There are clear rules for testing vaccines – and these must also be adhered to “100 per cent” in the case of a vaccine against the coronavirus, the Ministry of Health reacted to the current debate on the approval of the Russian vaccine, which Putin celebrated. Although applications for marketing authorisation could currently be processed more quickly with the European Medicines Agency (EMA), this does not mean that less data on the safety and efficacy of the vaccine would have to be submitted.

Six vaccines in important trial phase
According to the World Health Organization (WHO), 28 vaccine candidates are currently in clinical development, six of which are in the “clinically significant Phase 3” of testing, as the mailing states. Anschober is therefore confident that one or more “extensively tested, safe, effective and approved vaccines” will be available next year.


“Protection for those who wish to be vaccinated”

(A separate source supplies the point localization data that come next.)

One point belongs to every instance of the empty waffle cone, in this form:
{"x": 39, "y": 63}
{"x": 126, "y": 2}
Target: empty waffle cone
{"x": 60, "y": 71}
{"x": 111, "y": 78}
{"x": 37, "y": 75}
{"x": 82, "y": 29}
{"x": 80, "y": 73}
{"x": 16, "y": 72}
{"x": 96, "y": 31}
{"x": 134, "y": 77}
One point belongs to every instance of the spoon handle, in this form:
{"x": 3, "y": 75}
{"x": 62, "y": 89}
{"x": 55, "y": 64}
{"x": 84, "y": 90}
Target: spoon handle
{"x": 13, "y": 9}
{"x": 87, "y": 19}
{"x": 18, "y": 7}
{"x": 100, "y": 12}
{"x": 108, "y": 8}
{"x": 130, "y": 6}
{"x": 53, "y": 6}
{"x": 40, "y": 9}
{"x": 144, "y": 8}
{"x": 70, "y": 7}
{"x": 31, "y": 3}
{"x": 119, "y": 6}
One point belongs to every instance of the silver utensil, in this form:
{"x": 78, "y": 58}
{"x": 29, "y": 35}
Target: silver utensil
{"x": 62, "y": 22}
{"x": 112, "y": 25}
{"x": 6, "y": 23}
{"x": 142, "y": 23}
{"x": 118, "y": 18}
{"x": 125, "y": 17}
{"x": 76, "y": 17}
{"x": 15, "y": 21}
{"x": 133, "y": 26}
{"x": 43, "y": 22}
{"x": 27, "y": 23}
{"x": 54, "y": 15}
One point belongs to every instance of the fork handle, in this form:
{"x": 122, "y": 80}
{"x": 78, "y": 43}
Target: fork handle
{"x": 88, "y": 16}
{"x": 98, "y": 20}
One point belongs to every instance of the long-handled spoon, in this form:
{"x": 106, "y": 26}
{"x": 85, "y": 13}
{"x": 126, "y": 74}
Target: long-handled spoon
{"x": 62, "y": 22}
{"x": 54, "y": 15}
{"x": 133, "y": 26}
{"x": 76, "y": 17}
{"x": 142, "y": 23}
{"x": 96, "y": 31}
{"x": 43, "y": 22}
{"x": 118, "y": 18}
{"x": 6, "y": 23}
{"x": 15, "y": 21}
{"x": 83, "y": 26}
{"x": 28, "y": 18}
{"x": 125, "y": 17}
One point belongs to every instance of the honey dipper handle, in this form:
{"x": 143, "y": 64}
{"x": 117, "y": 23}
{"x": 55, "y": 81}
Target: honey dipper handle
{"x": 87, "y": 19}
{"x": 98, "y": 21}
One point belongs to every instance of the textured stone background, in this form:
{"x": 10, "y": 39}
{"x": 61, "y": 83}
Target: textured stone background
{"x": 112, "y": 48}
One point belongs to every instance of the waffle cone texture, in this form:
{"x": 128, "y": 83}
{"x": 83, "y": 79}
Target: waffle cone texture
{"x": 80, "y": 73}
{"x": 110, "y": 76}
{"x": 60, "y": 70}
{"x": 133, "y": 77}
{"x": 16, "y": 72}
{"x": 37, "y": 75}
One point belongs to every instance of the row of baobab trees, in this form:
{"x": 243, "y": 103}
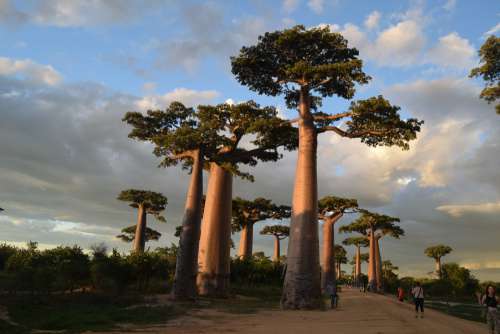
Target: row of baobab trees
{"x": 305, "y": 66}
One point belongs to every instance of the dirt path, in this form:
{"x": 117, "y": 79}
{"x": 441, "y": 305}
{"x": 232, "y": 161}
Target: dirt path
{"x": 358, "y": 313}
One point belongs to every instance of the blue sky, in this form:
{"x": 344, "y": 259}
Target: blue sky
{"x": 70, "y": 69}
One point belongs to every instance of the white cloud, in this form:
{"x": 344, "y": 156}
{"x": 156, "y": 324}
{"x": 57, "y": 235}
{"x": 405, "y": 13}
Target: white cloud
{"x": 493, "y": 30}
{"x": 316, "y": 6}
{"x": 290, "y": 5}
{"x": 460, "y": 210}
{"x": 452, "y": 51}
{"x": 27, "y": 68}
{"x": 372, "y": 20}
{"x": 189, "y": 97}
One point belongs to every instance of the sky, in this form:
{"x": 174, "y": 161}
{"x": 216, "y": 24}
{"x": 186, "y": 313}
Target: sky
{"x": 69, "y": 70}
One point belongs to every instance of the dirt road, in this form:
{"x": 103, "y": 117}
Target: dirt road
{"x": 358, "y": 313}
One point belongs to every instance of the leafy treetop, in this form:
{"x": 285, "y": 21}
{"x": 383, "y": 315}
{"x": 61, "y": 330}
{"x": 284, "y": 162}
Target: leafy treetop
{"x": 128, "y": 234}
{"x": 438, "y": 251}
{"x": 279, "y": 231}
{"x": 249, "y": 212}
{"x": 217, "y": 131}
{"x": 489, "y": 70}
{"x": 317, "y": 63}
{"x": 152, "y": 202}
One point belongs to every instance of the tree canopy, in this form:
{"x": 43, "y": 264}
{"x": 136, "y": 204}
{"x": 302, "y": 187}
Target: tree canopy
{"x": 489, "y": 70}
{"x": 279, "y": 231}
{"x": 249, "y": 212}
{"x": 438, "y": 251}
{"x": 319, "y": 63}
{"x": 152, "y": 202}
{"x": 128, "y": 234}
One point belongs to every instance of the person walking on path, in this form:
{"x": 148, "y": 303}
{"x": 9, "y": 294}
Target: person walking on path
{"x": 418, "y": 297}
{"x": 490, "y": 301}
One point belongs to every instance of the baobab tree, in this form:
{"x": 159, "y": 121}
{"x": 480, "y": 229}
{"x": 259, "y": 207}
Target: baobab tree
{"x": 128, "y": 234}
{"x": 306, "y": 65}
{"x": 489, "y": 70}
{"x": 437, "y": 252}
{"x": 279, "y": 232}
{"x": 146, "y": 202}
{"x": 233, "y": 122}
{"x": 330, "y": 210}
{"x": 368, "y": 224}
{"x": 358, "y": 242}
{"x": 246, "y": 213}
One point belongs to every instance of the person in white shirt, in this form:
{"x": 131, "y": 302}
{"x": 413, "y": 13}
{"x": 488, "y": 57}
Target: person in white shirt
{"x": 418, "y": 297}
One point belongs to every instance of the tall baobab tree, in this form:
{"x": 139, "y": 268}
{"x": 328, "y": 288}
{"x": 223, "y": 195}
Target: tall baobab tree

Anschober was pleased about the joint EU approach to vaccine procurement. Within the Union, the reserved supply quantities will then be split up according to population share. “Austria’s goal is to make vaccination possible for everyone who wants to be vaccinated. I very much hope that we will achieve this goal as soon as possible”, said the Health Minister. He said that a strategy was currently being worked on in order to “prepare well the procedure, priority and logistics for this key phase in the fight against Covid-19”.
However, there will be no compulsory corona vaccination, Anschober had already spoken out against this at the end of May. “My expectation and hope is that the crisis is so manifest that this can be achieved on a voluntary basis,” he said at the time. SPÖ leader Pamela Rendi-Wagner and FPÖ leader Norbert Hofer rejected the compulsory vaccination on Wednesday. In the federal states, however, opinions on a possible compulsory vaccination are divided.
First countries show interest, but scepticism prevails
According to Russia, more than 20 countries have already announced interest in the first approved corona vaccine. However, worldwide scepticism prevails: the announcement was made before the completion of the third test phase. This means that neither the efficacy nor the side effects of the vaccine can currently be assessed on a sound basis. The WHO also reacted cautiously.